Bishop Mariano Crociata, CEI's secretary general.

The Italian Bishops' Conference (CEI) inaugurated a three-day conference on "Digital Witnesses" yesterday in Rome. The gathering is aimed at providing a new generation with access to the message of Christ, using a recognizable "language."

The conference has drawn more than 1,300 participants from across Italy, who are attending addresses given by directors and journalists from Italian media outlets, experts on communications and digital technologies and Church leaders.

In his address on the opening day of the conference, CEI's secretary general, Bishop Mariano Crociata, said that while new media channels promoted by the Church community do not replace other means of communication, they do "represent a new opportunity" in response to the demand to "intensify dialogue and collaboration."
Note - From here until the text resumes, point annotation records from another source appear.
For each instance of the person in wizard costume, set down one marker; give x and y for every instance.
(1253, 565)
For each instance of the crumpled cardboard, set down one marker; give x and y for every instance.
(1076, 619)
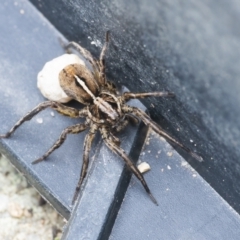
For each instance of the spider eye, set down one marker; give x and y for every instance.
(78, 84)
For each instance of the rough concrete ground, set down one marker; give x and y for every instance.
(23, 213)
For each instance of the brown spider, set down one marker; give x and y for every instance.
(105, 111)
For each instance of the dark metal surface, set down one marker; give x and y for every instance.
(191, 48)
(188, 207)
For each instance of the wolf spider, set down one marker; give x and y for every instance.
(104, 110)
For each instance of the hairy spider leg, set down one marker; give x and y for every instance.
(71, 112)
(149, 122)
(86, 54)
(102, 60)
(119, 151)
(86, 149)
(128, 95)
(72, 129)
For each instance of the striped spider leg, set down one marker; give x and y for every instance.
(105, 111)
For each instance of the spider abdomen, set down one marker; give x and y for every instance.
(78, 82)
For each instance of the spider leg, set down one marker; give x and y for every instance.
(149, 122)
(102, 60)
(72, 129)
(54, 105)
(119, 151)
(86, 54)
(86, 149)
(128, 95)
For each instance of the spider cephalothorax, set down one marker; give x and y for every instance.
(105, 111)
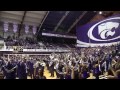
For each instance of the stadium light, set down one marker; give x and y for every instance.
(15, 27)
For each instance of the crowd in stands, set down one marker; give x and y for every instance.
(84, 63)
It's about reaching a generation which has a different vocabulary, Bishop Crociata explained, describing young people as "digital natives" who have been raised with the speed and pervasiveness of today's "horizontal, decentralized and interactive communication."

It's "a generation that is not against God or the Church, but a generation that is learning to live without God and without the Church," he noted.
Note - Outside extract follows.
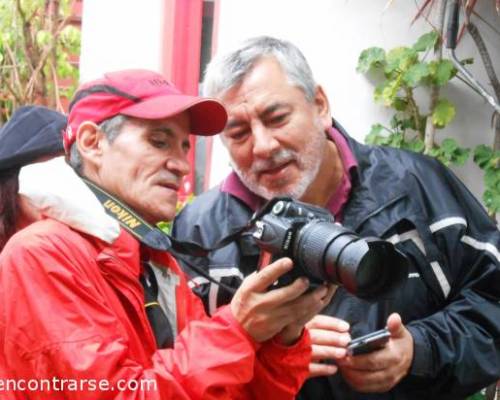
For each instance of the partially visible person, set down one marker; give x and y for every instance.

In this context, he continued, the commitment of the Church to developing a "new literacy" in the digital media is about having a presence that is marked by "the Christian identity, the superabundance represented by the Gospel."

He also highlighted the challenge of establishing an "organic project" for social communications in the pastoral plan of dioceses that integrates this language and identity into other environments.

Citing the Holy Father's message for World Communications Day, the CEI secretary general concluded, "We must stop considering communications as 'an ulterior segment to the pastoral ministry or a sector dedicated to the media,' to understand it rather as 'the setting for a pastoral outreach entirely and integrally "rethought" from what the culture of media is and determines in consciences and in society.'"

Additional topics to be address during the conference are: "The social network and its centrality in communicative practices" and "Young people between mass media and personal media."

The culminating event of the conference is the final address, which will be given by the Holy Father in the Vatican's Paul VI Hall on Saturday afternoon to a crowd of around 8,000 participants and other representatives of the Italian Church.